Discovery by University of Hawaii Cancer Center researchers could lead to new therapies

University of Hawaiʻi at Mānoa
Contact:
Nana I Ohkawa, (808) 564-5911
Public Information Officer, University of Hawaii at Manoa
Posted: Jul 16, 2015

Dr. James Turkson
Dr. James Turkson

Researchers have discovered two chemical compounds that effectively stop the growth of brain cancer cells and breast tumors, opening the way for potential new drugs to be developed.

“It is particularly encouraging for brain tumor patients, who do not currently have effective treatment options besides surgery,” said Dr. James Turkson, PhD, Chief Academic Lead of the University of Hawai‘i Cancer Center and Director of the Natural Products and Experimental Therapeutics Program. “The targeted treatments are less toxic and therefore will give cancer patients a better quality of life when both compounds are developed as drugs.”

About 15,320 people die from brain cancer each year nationwide. Breast cancer is the most common cancer among American women; about 40,931 die from the disease each year.

In a study published in the journal Cancer Research, Turkson and collaborator Marcus Tius, PhD, MS, Director of Cancer Biochemistry at the UH Cancer Center, examined compounds that inhibit Stat3, a protein implicated in a variety of cancers that include brain and breast cancers. 

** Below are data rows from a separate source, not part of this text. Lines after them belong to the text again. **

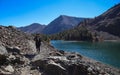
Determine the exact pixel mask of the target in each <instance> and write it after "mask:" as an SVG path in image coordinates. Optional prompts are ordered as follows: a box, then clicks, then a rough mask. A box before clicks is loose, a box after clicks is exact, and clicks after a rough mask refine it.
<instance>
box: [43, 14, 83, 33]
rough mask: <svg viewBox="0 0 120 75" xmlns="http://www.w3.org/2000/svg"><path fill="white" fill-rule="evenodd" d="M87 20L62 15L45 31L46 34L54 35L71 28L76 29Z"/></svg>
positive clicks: (54, 20) (65, 15) (45, 30)
mask: <svg viewBox="0 0 120 75" xmlns="http://www.w3.org/2000/svg"><path fill="white" fill-rule="evenodd" d="M84 19H85V18H77V17H70V16H66V15H60V16H59V17H58V18H56V19H55V20H53V21H52V22H51V23H50V24H48V26H46V27H45V29H44V30H43V33H44V34H54V33H58V32H61V31H64V30H67V29H70V28H73V27H75V26H76V25H78V24H79V23H80V22H81V21H83V20H84Z"/></svg>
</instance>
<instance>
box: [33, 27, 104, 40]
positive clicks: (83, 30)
mask: <svg viewBox="0 0 120 75" xmlns="http://www.w3.org/2000/svg"><path fill="white" fill-rule="evenodd" d="M34 35H35V34H34ZM40 36H41V39H42V40H43V41H47V42H50V40H68V41H69V40H70V41H100V40H102V39H103V38H100V37H99V36H98V34H97V33H95V32H94V33H93V32H91V31H90V30H88V29H87V27H86V26H84V25H81V26H77V27H75V28H73V29H69V30H65V31H63V32H60V33H57V34H52V35H45V34H40Z"/></svg>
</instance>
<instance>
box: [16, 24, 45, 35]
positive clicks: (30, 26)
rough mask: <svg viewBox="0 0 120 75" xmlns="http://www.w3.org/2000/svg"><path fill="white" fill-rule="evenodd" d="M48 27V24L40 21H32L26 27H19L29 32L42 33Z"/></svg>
mask: <svg viewBox="0 0 120 75" xmlns="http://www.w3.org/2000/svg"><path fill="white" fill-rule="evenodd" d="M45 27H46V25H42V24H39V23H32V24H30V25H28V26H25V27H19V28H18V29H19V30H21V31H24V32H28V33H42V30H43V29H44V28H45Z"/></svg>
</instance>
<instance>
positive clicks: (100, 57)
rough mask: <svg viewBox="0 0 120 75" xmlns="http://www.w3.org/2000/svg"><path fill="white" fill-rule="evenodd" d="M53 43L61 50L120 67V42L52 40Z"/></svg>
mask: <svg viewBox="0 0 120 75" xmlns="http://www.w3.org/2000/svg"><path fill="white" fill-rule="evenodd" d="M51 45H53V46H54V47H55V48H57V49H59V50H64V51H70V52H79V53H80V54H82V55H84V56H87V57H90V58H92V59H95V60H97V61H101V62H103V63H106V64H109V65H111V66H114V67H117V68H120V42H107V41H106V42H96V43H92V42H77V41H62V40H52V41H51Z"/></svg>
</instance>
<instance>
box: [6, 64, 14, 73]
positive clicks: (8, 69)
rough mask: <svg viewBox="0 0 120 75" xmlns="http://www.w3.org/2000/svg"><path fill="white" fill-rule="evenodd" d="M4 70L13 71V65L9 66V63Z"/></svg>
mask: <svg viewBox="0 0 120 75" xmlns="http://www.w3.org/2000/svg"><path fill="white" fill-rule="evenodd" d="M5 70H6V71H8V72H11V73H13V72H14V71H15V70H14V68H13V66H11V65H8V66H6V67H5Z"/></svg>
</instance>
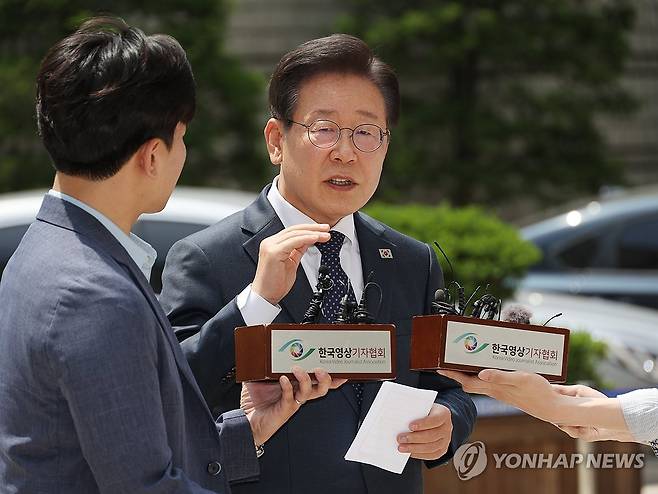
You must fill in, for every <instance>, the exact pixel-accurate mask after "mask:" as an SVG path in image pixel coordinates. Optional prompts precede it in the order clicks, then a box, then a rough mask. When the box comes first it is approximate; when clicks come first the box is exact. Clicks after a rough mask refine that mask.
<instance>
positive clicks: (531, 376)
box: [478, 369, 548, 386]
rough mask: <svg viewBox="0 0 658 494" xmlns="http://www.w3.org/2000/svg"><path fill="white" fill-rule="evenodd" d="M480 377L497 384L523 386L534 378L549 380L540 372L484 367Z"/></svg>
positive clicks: (526, 383) (482, 370)
mask: <svg viewBox="0 0 658 494" xmlns="http://www.w3.org/2000/svg"><path fill="white" fill-rule="evenodd" d="M478 377H479V378H480V379H481V380H482V381H485V382H487V383H491V384H495V385H500V384H504V385H508V386H523V385H527V384H528V383H529V382H530V381H532V380H544V381H546V383H547V384H548V381H547V380H546V379H545V378H543V377H541V376H540V375H538V374H531V373H529V372H523V371H501V370H497V369H484V370H482V371H480V373H479V374H478Z"/></svg>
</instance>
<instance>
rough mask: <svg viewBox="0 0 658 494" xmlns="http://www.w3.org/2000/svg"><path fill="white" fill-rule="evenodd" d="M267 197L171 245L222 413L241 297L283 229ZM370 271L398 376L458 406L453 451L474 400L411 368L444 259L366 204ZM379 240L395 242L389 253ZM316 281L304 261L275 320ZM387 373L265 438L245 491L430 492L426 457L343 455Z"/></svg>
mask: <svg viewBox="0 0 658 494" xmlns="http://www.w3.org/2000/svg"><path fill="white" fill-rule="evenodd" d="M269 187H270V186H267V187H266V188H265V189H264V190H263V191H262V193H261V194H260V196H259V197H258V199H256V201H255V202H254V203H252V204H251V205H250V206H248V207H247V208H246V209H244V210H243V211H240V212H238V213H236V214H234V215H232V216H230V217H228V218H226V219H224V220H222V221H220V222H219V223H217V224H215V225H213V226H211V227H209V228H207V229H205V230H203V231H201V232H198V233H195V234H194V235H191V236H190V237H188V238H186V239H183V240H181V241H179V242H177V243H176V244H175V245H174V246H173V247H172V249H171V251H170V252H169V255H168V256H167V261H166V264H165V270H164V275H163V291H162V295H161V298H160V302H161V303H162V305H163V307H164V308H165V311H166V313H167V315H168V317H169V319H170V321H171V323H172V325H173V326H174V328H175V331H176V334H177V336H178V339H179V341H180V342H181V345H182V347H183V352H184V354H185V355H186V357H187V358H188V361H189V362H190V365H191V367H192V370H193V372H194V374H195V376H196V378H197V380H198V382H199V386H200V387H201V389H202V391H203V393H204V395H205V397H206V399H207V400H208V403H209V405H210V407H211V408H212V409H213V410H214V412H215V413H220V412H222V411H224V410H228V409H231V408H235V407H236V406H237V405H238V401H239V392H240V386H239V385H237V384H236V383H235V380H234V377H233V375H234V371H233V369H234V365H235V356H234V351H235V350H234V338H233V330H234V328H235V327H237V326H243V325H244V324H245V323H244V320H243V318H242V316H241V314H240V311H239V309H238V307H237V304H236V301H235V297H236V296H237V295H238V294H239V293H240V292H241V291H242V290H243V289H244V288H245V287H246V286H247V285H248V284H249V283H251V282H252V281H253V278H254V275H255V272H256V265H257V261H258V250H259V246H260V242H261V241H262V240H263V239H265V238H267V237H269V236H271V235H274V234H275V233H277V232H279V231H281V230H282V229H283V225H282V223H281V221H280V219H279V218H278V216H277V215H276V213H275V212H274V209H273V208H272V206H271V205H270V203H269V201H268V200H267V192H268V191H269ZM354 222H355V228H356V234H357V238H358V241H359V246H360V250H361V262H362V266H363V273H364V278H366V277H367V276H368V274H369V273H370V272H373V273H374V276H373V281H376V282H377V283H378V284H379V285H381V287H382V290H383V305H382V309H381V311H380V312H379V315H378V317H377V321H376V322H380V323H393V324H395V325H396V339H397V341H396V345H397V372H398V377H397V380H396V382H398V383H401V384H405V385H408V386H415V387H419V388H425V389H435V390H437V391H438V392H439V393H438V397H437V399H436V402H437V403H440V404H442V405H445V406H446V407H448V408H449V409H450V411H451V412H452V421H453V427H454V430H453V438H452V443H451V447H450V450H449V451H448V453H447V454H446V455H445V456H444V457H443V458H440V459H439V460H437V461H433V462H427V464H428V466H434V465H438V464H441V463H444V462H446V461H448V460H449V459H450V458H451V456H452V454H453V452H454V451H455V450H456V449H457V448H458V447H459V445H461V443H462V442H463V441H465V440H466V438H467V437H468V436H469V434H470V432H471V429H472V427H473V423H474V421H475V416H476V412H475V407H474V405H473V403H472V401H471V399H470V398H469V396H468V395H467V394H466V393H465V392H464V391H463V390H462V389H461V387H460V386H459V384H457V383H456V382H454V381H452V380H450V379H447V378H444V377H442V376H440V375H438V374H435V373H418V372H412V371H410V370H409V357H410V340H411V318H412V317H413V316H414V315H418V314H428V313H429V312H430V303H431V301H432V296H433V294H434V292H435V291H436V289H437V288H438V287H439V286H442V276H441V270H440V267H439V264H438V262H437V260H436V256H435V254H434V252H433V250H432V249H431V248H430V247H429V246H428V245H426V244H424V243H421V242H418V241H416V240H414V239H412V238H410V237H408V236H406V235H403V234H401V233H399V232H397V231H395V230H393V229H391V228H389V227H387V226H386V225H383V224H382V223H380V222H378V221H376V220H374V219H372V218H370V217H368V216H367V215H365V214H363V213H360V212H359V213H355V218H354ZM379 249H390V250H391V252H392V254H393V256H392V259H383V258H382V257H381V256H380V254H379ZM311 296H312V289H311V286H310V285H309V283H308V280H307V278H306V275H305V273H304V270H303V268H302V267H301V266H300V267H299V270H298V272H297V280H296V282H295V284H294V286H293V288H292V289H291V291H290V292H289V293H288V295H287V296H286V297H285V298H284V299H283V300H282V301H281V302H280V306H281V307H282V311H281V313H280V314H279V315H278V316H277V318H276V319H275V322H300V321H301V320H302V317H303V315H304V312H305V311H306V309H307V308H308V305H309V301H310V299H311ZM380 386H381V383H367V384H365V385H364V393H363V404H362V407H361V410H359V408H358V406H357V403H356V398H355V395H354V391H353V389H352V387H351V386H347V385H346V386H342V387H341V388H339V389H338V390H334V391H330V392H329V393H328V394H327V396H325V397H323V398H321V399H318V400H314V401H312V402H309V403H307V404H305V405H304V406H303V407H302V408H301V409H300V410H299V412H297V413H296V414H295V416H294V417H293V418H292V419H291V420H290V421H289V422H288V423H287V424H286V425H285V426H284V427H283V428H282V429H280V430H279V431H278V432H277V433H276V434H275V435H274V436H273V437H272V439H270V440H269V441H268V443H267V444H266V453H265V455H264V456H263V457H262V458H261V475H260V482H258V483H255V484H252V485H251V486H244V487H236V492H267V493H270V494H272V493H286V494H289V493H304V492H314V493H318V494H319V493H327V494H329V493H332V494H333V493H335V492H346V493H364V492H377V493H388V492H390V493H401V492H404V493H421V492H422V478H421V462H420V461H418V460H414V459H411V460H410V461H409V463H408V464H407V466H406V468H405V470H404V472H403V473H402V474H401V475H396V474H393V473H390V472H387V471H384V470H381V469H379V468H376V467H371V466H369V465H362V464H359V463H354V462H348V461H345V460H344V455H345V453H346V452H347V448H348V447H349V445H350V444H351V442H352V440H353V439H354V436H355V434H356V431H357V428H358V425H359V423H360V421H361V420H362V419H363V417H364V416H365V414H366V412H367V411H368V409H369V407H370V405H371V404H372V401H373V399H374V397H375V395H376V394H377V391H378V390H379V387H380Z"/></svg>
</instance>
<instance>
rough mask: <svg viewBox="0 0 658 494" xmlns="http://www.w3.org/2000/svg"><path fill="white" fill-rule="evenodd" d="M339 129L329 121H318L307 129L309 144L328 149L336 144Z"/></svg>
mask: <svg viewBox="0 0 658 494" xmlns="http://www.w3.org/2000/svg"><path fill="white" fill-rule="evenodd" d="M339 133H340V129H339V128H338V125H336V124H335V123H333V122H331V121H329V120H318V121H316V122H313V124H312V125H311V126H310V127H309V128H308V135H309V138H310V139H311V142H312V143H313V144H315V145H316V146H318V147H321V148H328V147H331V146H333V145H334V144H336V143H337V142H338V135H339Z"/></svg>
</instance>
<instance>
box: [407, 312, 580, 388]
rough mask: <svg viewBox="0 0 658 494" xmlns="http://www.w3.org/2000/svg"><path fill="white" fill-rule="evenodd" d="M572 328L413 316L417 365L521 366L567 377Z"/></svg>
mask: <svg viewBox="0 0 658 494" xmlns="http://www.w3.org/2000/svg"><path fill="white" fill-rule="evenodd" d="M568 348H569V330H568V329H564V328H553V327H547V326H535V325H532V324H520V323H513V322H505V321H495V320H489V319H477V318H474V317H463V316H453V315H433V316H416V317H414V318H413V321H412V333H411V368H412V370H435V369H448V370H457V371H461V372H468V373H477V372H479V371H481V370H482V369H501V370H520V371H526V372H534V373H536V374H541V375H542V376H544V377H545V378H546V379H548V380H549V381H551V382H564V381H566V378H567V360H568V355H569V354H568Z"/></svg>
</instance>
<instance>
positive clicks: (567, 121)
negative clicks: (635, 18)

The two chemical compounds, a hydroxamic acid-based inhibitor (SH5-07), and a benzoic acid-based inhibitor (SH4-54) designed at the UH Cancer Center stopped the growth of brain and breast cancer cells by blocking certain functions of the Stat3 protein.

When the Stat3 protein, which regulates genes, goes haywire and no longer functions normally, it drives cells to continue growing and makes tumor cells multiply and spread. The two compounds stop the protein from promoting cancer cells to grow, thus stopping the tumors from growing.

“Targeted therapies are based on understanding what is driving the cancer and how new drugs are designed to attack those cancer causing pathways,” said Turkson. “We would like to advance these studies to turn the chemical compounds into new anti-cancer drugs to help patients potentially have better survival chances.”